Rafael Fernández Hart, PhD, is professor and director of the Facultad de Filosofía, Educación y Ciencias Humanas, Universidad Antonio Ruiz de Montoya, Lima, Peru. His research focuses on issues related to the philosophy of religion with a special emphasis on the development of the sacred in contexts of secularization and the links between philosophy, theology and spirituality. Fernández Hart functioned as local investigator for the YARG project in Peru. Recent publications include ‘L’aiguillon du désir: philosophie et spiritualité’ in Revista Concordia, Internationale Zeitschrift für Philosophie - International Journal of Philosophy - Revue Internationale de Philosophie (64, 2013), ‘El fenómeno de la secularización: una investigación filosófica y empírica desde la realidad peruana’ in Micelánea (75 (147), 2017) with Sidney Castillo Cardenas, and ‘Revelación y religión en Levinas’ in Estudios de Filosofía (57, 2018).
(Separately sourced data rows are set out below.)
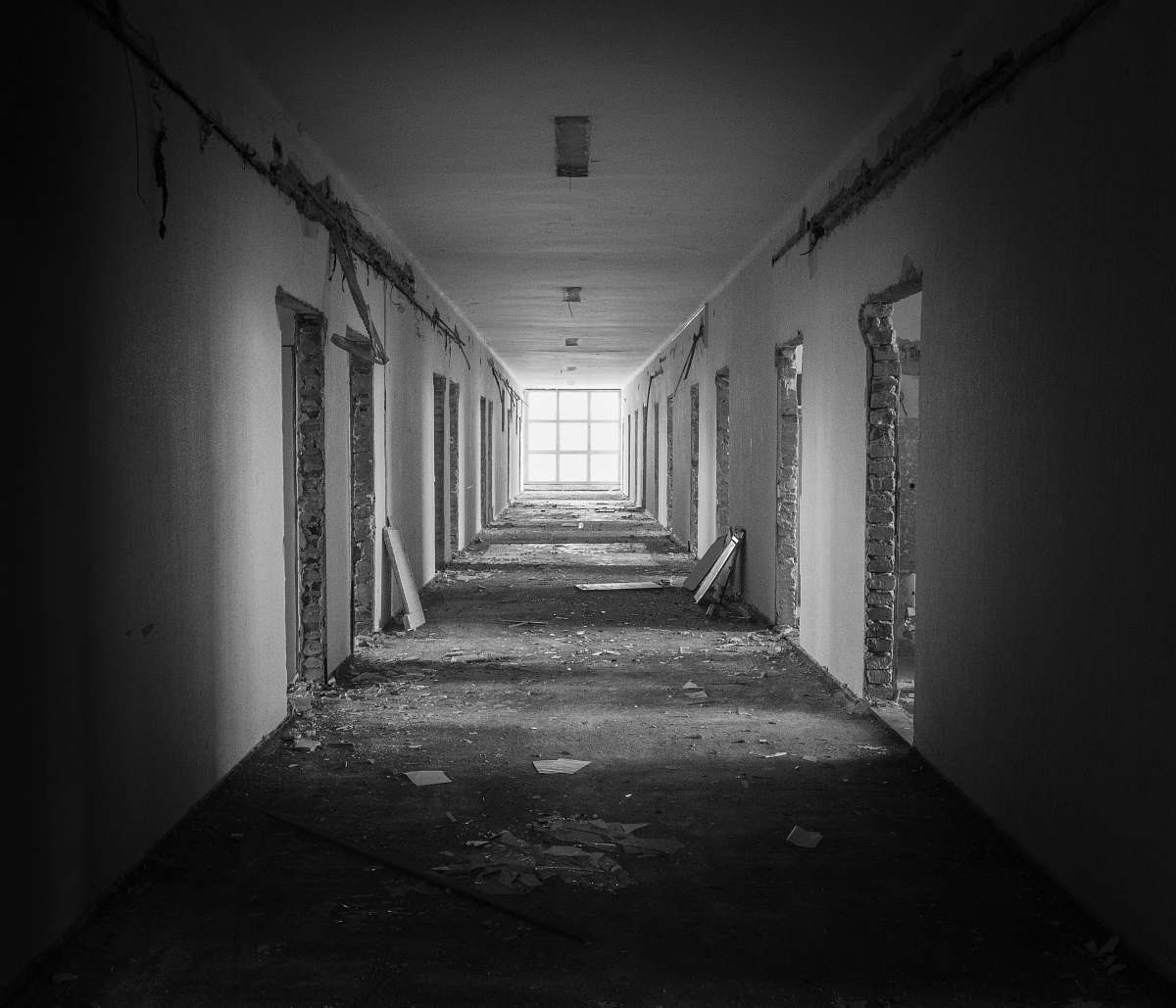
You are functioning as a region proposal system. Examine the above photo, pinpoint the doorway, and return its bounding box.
[776,345,804,627]
[274,287,327,682]
[689,382,702,555]
[715,367,731,536]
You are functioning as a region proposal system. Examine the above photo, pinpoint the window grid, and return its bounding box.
[525,389,621,487]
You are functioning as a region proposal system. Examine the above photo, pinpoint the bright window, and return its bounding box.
[525,389,621,487]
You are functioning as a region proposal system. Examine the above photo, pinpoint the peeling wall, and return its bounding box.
[629,4,1176,977]
[8,0,514,984]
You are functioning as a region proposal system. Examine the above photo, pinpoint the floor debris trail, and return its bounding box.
[14,494,1174,1008]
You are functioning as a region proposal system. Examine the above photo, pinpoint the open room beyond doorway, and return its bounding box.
[523,389,621,490]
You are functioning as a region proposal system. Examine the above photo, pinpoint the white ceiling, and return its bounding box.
[206,0,971,385]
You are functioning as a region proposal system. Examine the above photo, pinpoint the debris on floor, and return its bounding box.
[531,756,592,773]
[576,578,669,591]
[433,831,633,895]
[405,770,453,788]
[786,826,822,850]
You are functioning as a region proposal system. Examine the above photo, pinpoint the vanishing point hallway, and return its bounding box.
[17,494,1170,1008]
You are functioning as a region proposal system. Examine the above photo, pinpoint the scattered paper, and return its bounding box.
[787,826,821,850]
[405,770,453,788]
[531,756,592,773]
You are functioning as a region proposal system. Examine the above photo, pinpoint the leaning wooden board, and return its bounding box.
[383,529,424,630]
[682,532,727,591]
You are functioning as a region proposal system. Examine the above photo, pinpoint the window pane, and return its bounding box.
[592,393,621,419]
[527,390,555,419]
[560,455,588,483]
[592,423,619,452]
[560,393,588,419]
[527,455,555,483]
[527,422,555,452]
[560,423,588,452]
[592,455,621,483]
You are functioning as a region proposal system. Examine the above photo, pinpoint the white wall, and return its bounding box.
[11,2,519,984]
[628,4,1176,975]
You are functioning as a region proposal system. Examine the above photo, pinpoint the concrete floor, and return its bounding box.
[12,495,1176,1008]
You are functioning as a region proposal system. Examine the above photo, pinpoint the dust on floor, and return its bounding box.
[13,495,1174,1008]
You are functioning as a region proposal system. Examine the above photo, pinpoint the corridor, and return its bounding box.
[14,494,1171,1008]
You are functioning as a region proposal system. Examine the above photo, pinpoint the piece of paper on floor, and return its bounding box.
[787,826,821,850]
[531,756,592,773]
[405,770,453,788]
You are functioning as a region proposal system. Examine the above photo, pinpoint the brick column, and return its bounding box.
[294,314,327,679]
[348,354,376,637]
[776,346,801,626]
[859,303,900,699]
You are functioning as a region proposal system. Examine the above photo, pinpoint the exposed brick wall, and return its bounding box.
[448,382,461,556]
[294,314,327,679]
[859,302,900,696]
[689,382,702,553]
[433,375,446,570]
[776,346,801,626]
[348,355,376,637]
[715,367,731,535]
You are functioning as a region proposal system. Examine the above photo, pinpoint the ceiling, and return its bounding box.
[205,0,971,387]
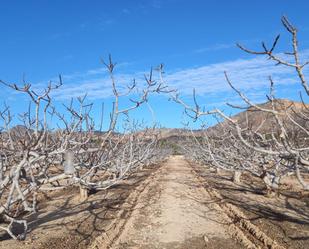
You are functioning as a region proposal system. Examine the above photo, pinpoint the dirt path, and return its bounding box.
[111,156,241,249]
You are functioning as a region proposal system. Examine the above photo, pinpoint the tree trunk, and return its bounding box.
[233,170,241,183]
[79,186,88,201]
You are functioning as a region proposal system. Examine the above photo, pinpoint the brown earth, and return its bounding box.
[0,156,309,249]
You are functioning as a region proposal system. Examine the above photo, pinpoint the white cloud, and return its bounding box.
[30,50,309,100]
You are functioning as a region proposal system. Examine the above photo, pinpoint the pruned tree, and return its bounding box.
[173,17,309,193]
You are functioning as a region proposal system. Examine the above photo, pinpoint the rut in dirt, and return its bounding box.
[112,156,241,249]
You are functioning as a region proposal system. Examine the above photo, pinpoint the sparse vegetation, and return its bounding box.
[0,14,309,249]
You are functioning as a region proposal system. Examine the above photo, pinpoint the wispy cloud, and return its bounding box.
[30,50,309,104]
[193,43,235,53]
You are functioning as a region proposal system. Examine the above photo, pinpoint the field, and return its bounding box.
[0,156,309,249]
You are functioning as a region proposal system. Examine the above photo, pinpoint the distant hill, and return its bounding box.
[209,99,309,134]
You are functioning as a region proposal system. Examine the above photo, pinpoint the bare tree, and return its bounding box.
[0,56,168,239]
[173,17,309,193]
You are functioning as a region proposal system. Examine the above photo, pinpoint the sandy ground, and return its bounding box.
[111,156,241,249]
[0,156,309,249]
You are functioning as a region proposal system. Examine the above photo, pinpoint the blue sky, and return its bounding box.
[0,0,309,130]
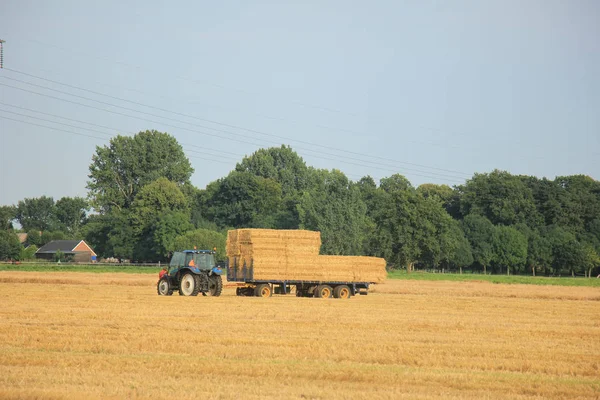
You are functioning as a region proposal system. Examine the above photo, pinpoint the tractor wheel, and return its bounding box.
[156,277,173,296]
[333,285,350,299]
[254,283,273,297]
[315,285,333,299]
[208,275,223,296]
[179,272,200,296]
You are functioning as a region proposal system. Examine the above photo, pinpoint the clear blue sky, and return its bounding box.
[0,0,600,205]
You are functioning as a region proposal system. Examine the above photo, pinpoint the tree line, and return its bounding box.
[0,131,600,276]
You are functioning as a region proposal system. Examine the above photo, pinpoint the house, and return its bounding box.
[17,233,27,245]
[35,240,96,262]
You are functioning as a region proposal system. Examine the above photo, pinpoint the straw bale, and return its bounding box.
[227,229,386,283]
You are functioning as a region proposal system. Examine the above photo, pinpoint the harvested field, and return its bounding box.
[0,272,600,399]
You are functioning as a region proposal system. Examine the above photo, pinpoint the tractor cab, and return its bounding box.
[156,249,223,296]
[168,250,223,276]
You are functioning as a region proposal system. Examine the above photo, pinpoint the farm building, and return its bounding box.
[35,240,96,262]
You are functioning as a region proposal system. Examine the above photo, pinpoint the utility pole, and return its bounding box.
[0,39,5,69]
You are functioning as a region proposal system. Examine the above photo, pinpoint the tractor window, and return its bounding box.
[194,254,215,269]
[169,251,185,267]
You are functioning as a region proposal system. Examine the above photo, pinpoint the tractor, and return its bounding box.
[156,250,223,296]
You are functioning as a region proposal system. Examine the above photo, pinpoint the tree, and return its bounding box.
[16,196,57,231]
[56,197,89,236]
[133,211,194,262]
[492,225,527,275]
[515,224,552,276]
[169,229,227,261]
[235,145,309,197]
[19,244,38,261]
[27,229,44,247]
[298,169,367,255]
[458,170,543,227]
[548,226,586,276]
[131,178,193,261]
[0,206,17,230]
[417,183,455,210]
[462,214,495,274]
[202,171,281,228]
[555,175,600,233]
[235,145,309,229]
[40,231,67,246]
[82,210,137,259]
[583,243,600,278]
[87,131,194,213]
[360,174,422,272]
[0,230,21,260]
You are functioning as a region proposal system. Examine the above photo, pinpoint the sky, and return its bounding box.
[0,0,600,205]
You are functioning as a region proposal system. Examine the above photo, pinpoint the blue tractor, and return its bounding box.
[156,250,223,296]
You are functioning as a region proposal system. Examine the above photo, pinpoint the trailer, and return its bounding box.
[227,257,372,299]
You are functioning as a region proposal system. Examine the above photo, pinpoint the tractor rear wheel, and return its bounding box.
[179,272,200,296]
[156,276,173,296]
[315,285,333,299]
[208,275,223,296]
[333,285,350,299]
[254,283,273,297]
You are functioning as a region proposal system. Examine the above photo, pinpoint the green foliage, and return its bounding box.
[54,250,65,262]
[56,197,89,236]
[462,214,495,272]
[548,226,586,275]
[0,206,17,230]
[82,211,137,259]
[0,230,21,260]
[169,229,227,261]
[235,145,309,197]
[203,171,282,228]
[19,244,38,261]
[492,225,527,272]
[88,131,193,212]
[458,170,542,227]
[5,142,600,276]
[27,229,44,247]
[40,231,67,247]
[16,196,58,231]
[298,169,367,255]
[131,178,193,261]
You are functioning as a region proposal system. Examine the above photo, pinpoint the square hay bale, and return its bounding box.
[227,229,387,283]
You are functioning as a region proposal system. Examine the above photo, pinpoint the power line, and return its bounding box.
[0,83,462,183]
[0,77,464,182]
[0,115,230,164]
[0,102,241,164]
[5,68,469,176]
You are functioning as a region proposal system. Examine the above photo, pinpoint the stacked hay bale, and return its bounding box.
[227,229,386,283]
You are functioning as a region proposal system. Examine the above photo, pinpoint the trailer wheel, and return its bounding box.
[315,285,333,299]
[333,285,350,299]
[254,283,273,297]
[179,272,200,296]
[208,275,223,297]
[156,277,173,296]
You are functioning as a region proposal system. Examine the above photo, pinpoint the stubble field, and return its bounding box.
[0,271,600,399]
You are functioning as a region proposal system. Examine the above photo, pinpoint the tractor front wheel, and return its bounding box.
[179,272,200,296]
[156,276,173,296]
[333,285,350,299]
[208,275,223,296]
[254,283,273,297]
[315,285,333,299]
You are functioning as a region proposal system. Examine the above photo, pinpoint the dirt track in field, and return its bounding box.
[0,272,600,399]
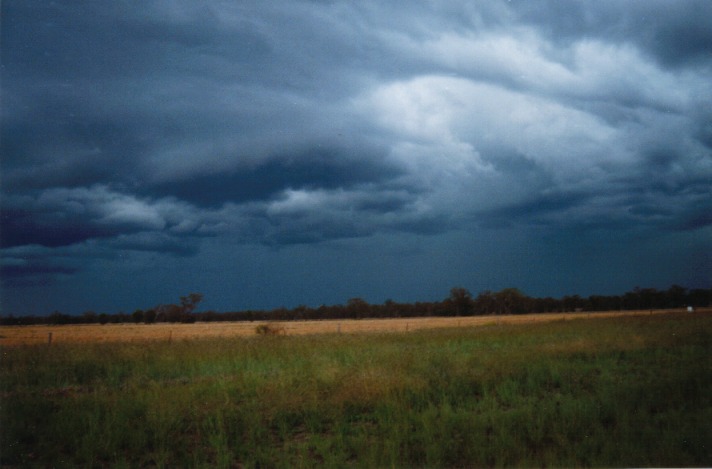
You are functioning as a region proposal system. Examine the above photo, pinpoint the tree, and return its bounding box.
[448,287,473,316]
[494,288,527,314]
[131,309,144,324]
[180,293,203,314]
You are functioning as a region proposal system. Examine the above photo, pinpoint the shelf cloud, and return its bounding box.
[0,0,712,314]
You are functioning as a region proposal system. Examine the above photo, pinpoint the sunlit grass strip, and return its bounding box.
[0,308,712,467]
[0,308,696,346]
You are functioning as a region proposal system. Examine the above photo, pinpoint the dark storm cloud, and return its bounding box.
[515,0,712,67]
[0,0,712,310]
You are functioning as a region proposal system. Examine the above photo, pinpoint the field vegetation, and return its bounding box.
[0,312,712,467]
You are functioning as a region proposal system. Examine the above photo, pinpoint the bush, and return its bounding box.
[255,324,284,335]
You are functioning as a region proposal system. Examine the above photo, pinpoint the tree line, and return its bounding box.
[0,285,712,325]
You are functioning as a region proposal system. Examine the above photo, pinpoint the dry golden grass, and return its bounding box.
[0,309,709,345]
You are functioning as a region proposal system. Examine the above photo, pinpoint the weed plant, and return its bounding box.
[0,308,712,467]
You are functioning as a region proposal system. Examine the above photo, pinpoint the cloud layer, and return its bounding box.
[0,0,712,311]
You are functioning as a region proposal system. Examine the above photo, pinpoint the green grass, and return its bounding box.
[0,314,712,467]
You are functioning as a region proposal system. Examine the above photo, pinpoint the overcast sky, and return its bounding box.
[0,0,712,315]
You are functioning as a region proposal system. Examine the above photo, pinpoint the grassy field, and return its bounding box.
[0,313,712,467]
[0,310,680,346]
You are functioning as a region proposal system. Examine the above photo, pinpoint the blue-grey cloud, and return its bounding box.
[0,0,712,314]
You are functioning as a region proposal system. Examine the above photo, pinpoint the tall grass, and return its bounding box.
[0,308,712,467]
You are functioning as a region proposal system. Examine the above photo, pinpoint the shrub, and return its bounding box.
[255,324,284,335]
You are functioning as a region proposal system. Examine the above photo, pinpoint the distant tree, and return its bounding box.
[494,288,528,314]
[82,311,97,324]
[180,293,203,314]
[447,287,473,316]
[143,309,156,324]
[666,285,687,308]
[346,298,371,318]
[131,309,144,324]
Sidney Castillo Cardenas, MA, was project assistant for the YARG project in Peru at Facultad de Filosofía y Ciencias Humanas, Universidad Antonio Ruiz de Montoya, Lima, Peru and gathered significant parts of the YARG data in Peru. Castillo's has a Bachelor's degree in Anthropology from Universidad Nacional Mayor de San Marcos, Lima-Perú and a Master of Arts in Sociology and Social Anthropology from Central European University, Budapest, Hungary. Currently, he is associate editor of the British scholarly website ‘The Religious Studies Project’. His research interests are within the interaction between cognition and behavior, including topics such as new religious movements, secular identities, religion and conflict, q-methodology, and religious socialization and youth.

Francis Benyah, MPhil, was project assistant for the YARG project in Ghana at the Department for the Study of Religions, University of Ghana, Accra, Ghana. He gathered the YARG data in Ghana. He is currently a visiting researcher at the Åbo Akademi University minority research profile.

Mauricio Javier Villacrez Jó, MA, was project assistant for the YARG project in Peru at Facultad de Filosofía y Ciencias Humanas, Universidad Antonio Ruiz de Montoya, Lima, Peru. Villacrez Jó gathered parts of the YARG data in Peru. Currently he works at Academia Peruana de las Ciencias de la Religión (APECREL), Lima, Peru.

Notes

1 YARG was an Åbo Akademi University Centre of Excellence 2015–2018 and funded by the Academy of Finland 2015–2019 (no. 288730).